Ahmet Turan Alkan.net Gayriresmi Ahmet Turan Alkan Sitesi

Çocukluğun en leziz, en hatırlanası saatleri herhalde, iyi resimlenmiş bir macera kitabına gömülüp dünyayla alâkayı kestiğimiz dakikalardı. Tom Sawyer’in Maceraları’nı okurken kapıldığım zevk seliyle, aradan elli yıl geçtikten sonra bir daha karşılaşmak ne kadar güzeldi.

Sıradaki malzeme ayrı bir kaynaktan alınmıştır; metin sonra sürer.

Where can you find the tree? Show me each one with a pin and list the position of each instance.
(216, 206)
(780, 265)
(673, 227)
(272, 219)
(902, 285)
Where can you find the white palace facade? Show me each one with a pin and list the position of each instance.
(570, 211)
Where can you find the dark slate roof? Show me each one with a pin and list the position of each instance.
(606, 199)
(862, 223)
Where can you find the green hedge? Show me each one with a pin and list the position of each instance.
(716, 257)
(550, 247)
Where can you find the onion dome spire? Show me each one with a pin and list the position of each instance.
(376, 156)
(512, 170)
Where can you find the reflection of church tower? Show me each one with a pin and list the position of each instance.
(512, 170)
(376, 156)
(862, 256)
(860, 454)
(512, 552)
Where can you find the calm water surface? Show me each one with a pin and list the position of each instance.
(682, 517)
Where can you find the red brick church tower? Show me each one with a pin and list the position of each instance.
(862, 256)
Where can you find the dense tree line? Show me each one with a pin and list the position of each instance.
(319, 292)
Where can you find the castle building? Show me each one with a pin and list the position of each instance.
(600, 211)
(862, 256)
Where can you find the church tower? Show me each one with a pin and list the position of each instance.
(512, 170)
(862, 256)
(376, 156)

Eksik olmasın İş Bankası Kültür Yayınları, Modern Klasikler Dizisi başlığı altında yeni bir seri yayımlamaya başlamış. Mark Twain’in Huckleberry Finn’in Maceraları’nı öteden beri okumak nasib olmadı; tam elli yıl sonra. Üstelik tam tercüme (Bülent O. Doğan’ın eline, kalemine sağlık). Kitabın tek eksiği, böyle muhteşem bir çocuk klasiğinde mutlaka bulunması gereken illüstrasyonlar.

Resimli çocuk kitabından bahsetmiyorum; illüstrasyon, çocuk gözünde resmin gerçekliğe en çok yaklaştığı ve sanata dokunduğu an demek bana göre. Meselâ bir Jules Verne kitabını illüstrasyonsuz okumak, kitap keyfinin yarısını silip götürür.

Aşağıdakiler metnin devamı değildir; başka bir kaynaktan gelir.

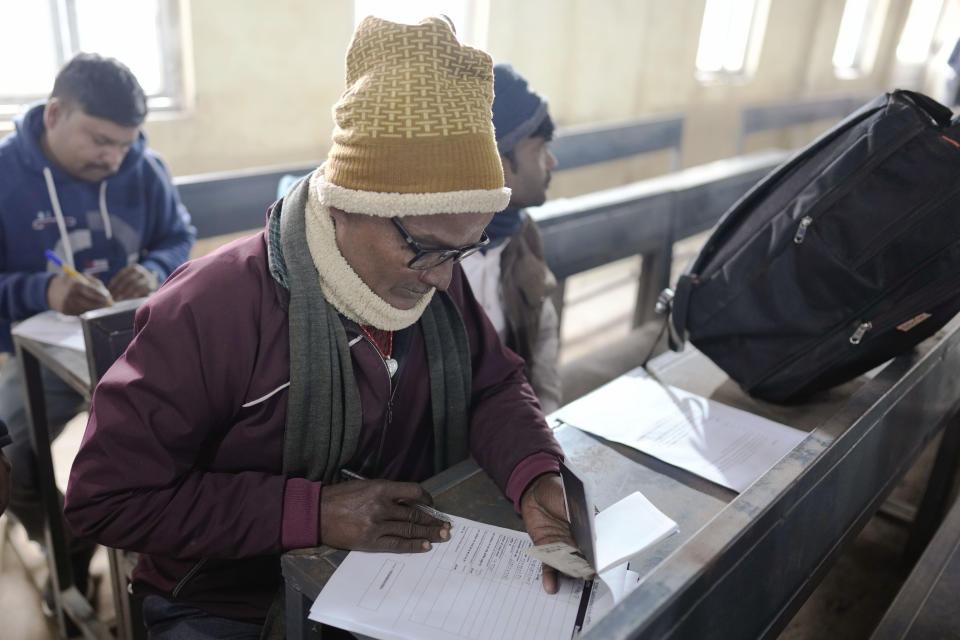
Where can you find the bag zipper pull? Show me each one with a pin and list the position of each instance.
(802, 229)
(862, 328)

Belki gelecek baskısında Huck Finn’i resimli basarlar ve yeni kuşaklar, bunun nasıl bir keyif olduğunu görürler. Vaktiyle matbaacılıkla az-biraz uğraşmış biri olarak söylerim ki, böyle kitapları basmak bile, sıradan ve rutin işlere göre daha zevklidir.


Kitabı özetleyerek muhtemel okuyucuların merakını pörsütmek olmaz fakat sonlara doğru karşılaştığım bir fasıl çok dikkatimi çekti; birazdan anlatacağım bu küçük hadise, 150 sene önce yazılmış ve ABD’nin Mississippi Nehri üzerinde geçen bu çocuk hikâyesinin niçin “modern klasik” sayıldığına dair da eğlenceli ipuçları veriyor.

Huck ve Tom, onbeş yaşlarında tabir caizse maceracı ve biraz da yaramaz tabiatlı iki arkadaş. Köleliğin henüz kaldırılmadığı yıllarda geçen hadiseye göre Huck, yol arkadaşı köle Jim’in, ‘kaçak köle’ statüsünde olduğu için yakalanarak bir çiftlik evinde hapsedilmesi üzerine onu kurtarmaya karar verir; ancak kaçak bir köleyi kurtarmak kanunen ve örfen büyük suç sayıldığı için vicdanıyla hesaplaşmak zorunda kalır. Çiftlik evi, her iki haşarının yabancısı değildir, bir akraba evidir. Jim’i kurtarmak için kafa kafaya veren iki kafadar, yapmaları gereken işin hiç de sandıkları gibi zor olmadığını hemen fark eder ve üzülürler! Maceraperest ve hayalci bir tabiata sahip Tom, hadiseye biraz gerilim ve zorluk katmadan Jim’i kurtarmanın hiç de zevkli olmadığı kanaatindedir. Neticede Jim, kapısı mandallı bir kulübede, ayaklarından demir zincirle bir karyola ayağına bağlı durumdadır ve iyiliksever ev sahipleri tarafından –emsallerine göre- gayet iyi şartlarda beslenmekte ve barınmaktadır. Tenha bir vakitte kapıyı açıp, karyolanın ayağını kaldırarak zinciri çıkarmak işten bile değildir fakat Tom kapı yerine duvarı delerek kulübeye girmeyi, karyola bacağını kolayca kaldırmak yerine tıpkı romanlarda olduğu gibi, belki günlerce süren çok sabırlı bir ameliyeyle demiri eğeyle kesip, kesik yerini çamurla kapatmayı teklif eder. Tom’a göre daha gerçekçi ve pratik olmasına rağmen arkadaşının hayal gücü karşısında hayranlık duyan Huck, “plân”ı kabul eder ve...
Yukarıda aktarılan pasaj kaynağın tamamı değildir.